A Journey.

Adventure.

This blog is as much of a journey for me as it is for anyone that wishes to follow. I am writing about things that are significant to my life at the moment and what I am doing to get the best out of it.
I am a strong believer in ‘everything happens for a reason’ – I think, in life, the things that don’t work out how you wanted/expected aren’t meant to be, at least not at that moment in time anyway.
When things don’t work out, other things fall in to place.
I was adamant I would be able to cope emotionally with the anniversary of my dads death but in fact, like I mentioned before, I broke, I lost myself, I lost my way. I’m not complaining though, I needed it.. sometimes a little self-destruct is needed to self-discover.
I needed to fall in love with me again.
I’ve always wanted to go travelling but l I kept saying ‘next year, next year’ I had a sudden urge and didn’t want to wait until next year so back in November I jetted off to Bali on my own for 2 weeks of adventure!

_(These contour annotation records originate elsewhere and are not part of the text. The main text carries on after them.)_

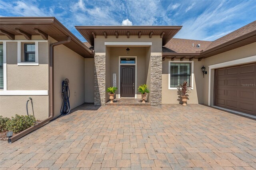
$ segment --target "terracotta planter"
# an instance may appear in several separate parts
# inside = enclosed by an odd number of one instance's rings
[[[142,103],[146,103],[145,100],[146,99],[146,94],[141,94],[141,99],[142,99]]]
[[[114,96],[115,95],[115,94],[110,93],[108,93],[108,94],[109,95],[109,99],[110,100],[110,103],[114,103],[113,100],[114,100]]]
[[[186,106],[187,104],[186,103],[187,103],[187,101],[188,101],[188,97],[182,96],[181,97],[182,98],[182,101],[183,102],[183,104],[182,104],[182,105],[183,106]]]

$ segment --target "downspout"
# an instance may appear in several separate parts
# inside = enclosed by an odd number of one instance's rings
[[[71,41],[71,38],[68,36],[65,40],[52,43],[50,45],[50,116],[49,117],[40,122],[38,124],[22,131],[8,139],[8,142],[11,143],[22,137],[30,132],[36,130],[45,123],[50,121],[54,117],[54,47],[64,43],[69,43]]]

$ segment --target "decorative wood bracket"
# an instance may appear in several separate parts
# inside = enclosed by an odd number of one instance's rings
[[[196,57],[191,57],[191,58],[189,59],[189,61],[192,61],[195,58],[196,58]]]
[[[34,29],[34,30],[41,36],[44,39],[44,40],[48,40],[48,35],[43,32],[40,30],[38,30],[38,29]]]
[[[24,31],[22,31],[21,30],[20,30],[19,29],[16,29],[15,31],[24,36],[26,39],[30,40],[31,40],[31,37],[32,37],[32,36],[26,32]]]
[[[141,32],[139,32],[139,35],[138,36],[138,38],[140,38],[140,36],[141,36]]]
[[[7,32],[7,31],[4,31],[4,30],[0,29],[0,32],[1,32],[3,34],[4,34],[8,38],[12,40],[14,40],[15,39],[15,36],[12,34],[10,33],[9,32]]]
[[[95,34],[94,32],[92,32],[92,36],[93,36],[93,38],[96,38],[96,35],[95,35]]]
[[[150,34],[149,35],[150,38],[152,38],[152,35],[153,35],[153,32],[150,32]]]
[[[106,32],[103,32],[103,34],[104,34],[104,36],[105,36],[105,38],[108,38],[107,33],[106,33]]]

It wasn’t part of my plan, but it made me feel something, I can’t quite explain it but all I know is, it made me smile. It made me want to get up in the mornings to make the days go quicker, it bought back my spark.

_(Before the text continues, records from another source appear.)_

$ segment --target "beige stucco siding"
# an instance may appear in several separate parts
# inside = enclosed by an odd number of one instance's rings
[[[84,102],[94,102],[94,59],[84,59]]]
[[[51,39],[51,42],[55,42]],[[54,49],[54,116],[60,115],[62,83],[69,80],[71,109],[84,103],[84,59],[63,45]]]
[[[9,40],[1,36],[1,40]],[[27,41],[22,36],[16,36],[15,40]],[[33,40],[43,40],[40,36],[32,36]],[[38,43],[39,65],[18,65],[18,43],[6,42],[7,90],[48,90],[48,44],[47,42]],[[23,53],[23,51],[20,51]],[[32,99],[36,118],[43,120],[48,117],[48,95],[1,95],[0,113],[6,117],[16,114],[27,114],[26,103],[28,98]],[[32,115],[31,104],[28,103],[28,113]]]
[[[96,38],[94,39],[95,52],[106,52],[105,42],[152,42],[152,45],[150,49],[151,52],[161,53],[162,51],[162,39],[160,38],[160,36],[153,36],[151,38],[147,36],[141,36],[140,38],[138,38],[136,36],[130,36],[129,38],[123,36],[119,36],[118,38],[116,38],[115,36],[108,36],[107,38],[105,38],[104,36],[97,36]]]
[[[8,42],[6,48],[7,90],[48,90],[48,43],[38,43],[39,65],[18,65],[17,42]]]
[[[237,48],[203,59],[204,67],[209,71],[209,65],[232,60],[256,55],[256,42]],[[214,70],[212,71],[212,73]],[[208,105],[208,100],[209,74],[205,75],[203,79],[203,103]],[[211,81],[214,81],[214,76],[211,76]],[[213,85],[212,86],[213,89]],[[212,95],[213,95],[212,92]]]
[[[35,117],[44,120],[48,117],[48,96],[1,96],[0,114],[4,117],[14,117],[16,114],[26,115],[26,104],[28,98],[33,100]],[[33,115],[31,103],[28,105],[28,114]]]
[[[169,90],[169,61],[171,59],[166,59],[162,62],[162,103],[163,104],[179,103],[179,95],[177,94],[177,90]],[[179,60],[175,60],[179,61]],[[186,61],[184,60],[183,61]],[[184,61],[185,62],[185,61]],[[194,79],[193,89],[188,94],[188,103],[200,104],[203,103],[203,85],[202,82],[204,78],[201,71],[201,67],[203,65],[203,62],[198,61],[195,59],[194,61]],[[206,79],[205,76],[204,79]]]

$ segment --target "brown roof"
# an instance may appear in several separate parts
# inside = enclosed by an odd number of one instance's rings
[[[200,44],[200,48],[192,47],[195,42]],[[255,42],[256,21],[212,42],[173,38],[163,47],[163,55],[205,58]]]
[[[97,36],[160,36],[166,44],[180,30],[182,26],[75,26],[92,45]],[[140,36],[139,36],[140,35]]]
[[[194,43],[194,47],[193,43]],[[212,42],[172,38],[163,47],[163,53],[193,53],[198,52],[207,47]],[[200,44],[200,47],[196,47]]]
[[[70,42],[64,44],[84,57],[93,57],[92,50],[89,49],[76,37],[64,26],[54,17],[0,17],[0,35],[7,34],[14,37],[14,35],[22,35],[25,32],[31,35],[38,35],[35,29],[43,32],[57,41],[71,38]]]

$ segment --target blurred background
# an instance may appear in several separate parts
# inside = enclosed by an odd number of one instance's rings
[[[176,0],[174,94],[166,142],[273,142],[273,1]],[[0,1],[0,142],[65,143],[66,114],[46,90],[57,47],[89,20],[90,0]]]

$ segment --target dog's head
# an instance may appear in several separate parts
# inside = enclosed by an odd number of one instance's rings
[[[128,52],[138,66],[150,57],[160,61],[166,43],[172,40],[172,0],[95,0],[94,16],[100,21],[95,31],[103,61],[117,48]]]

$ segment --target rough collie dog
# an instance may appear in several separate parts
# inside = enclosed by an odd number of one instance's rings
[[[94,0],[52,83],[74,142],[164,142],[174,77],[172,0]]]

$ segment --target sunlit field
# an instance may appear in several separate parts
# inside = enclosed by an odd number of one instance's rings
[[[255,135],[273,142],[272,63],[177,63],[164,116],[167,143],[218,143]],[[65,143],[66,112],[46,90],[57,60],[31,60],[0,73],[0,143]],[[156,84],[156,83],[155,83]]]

Some people may think of it as running away from my feelings and I guess in a sense that was initially what I wanted to do, but I wasn’t , I was simply removing myself from my natural surroundings to build myself up again in order to deal with things that I hadn’t felt mentally strong enough to deal with over the past few months.
I’m not saying pack up all your stuff if you’re having a bad time, but I’d definitely recommend stepping out of your comfort zone. I feel like getting into a routine can become a little tedious, almost draining. Waking up and doing the same thing every day gives you nothing to look forward to, unless of course you are lucky enough to have a job you love.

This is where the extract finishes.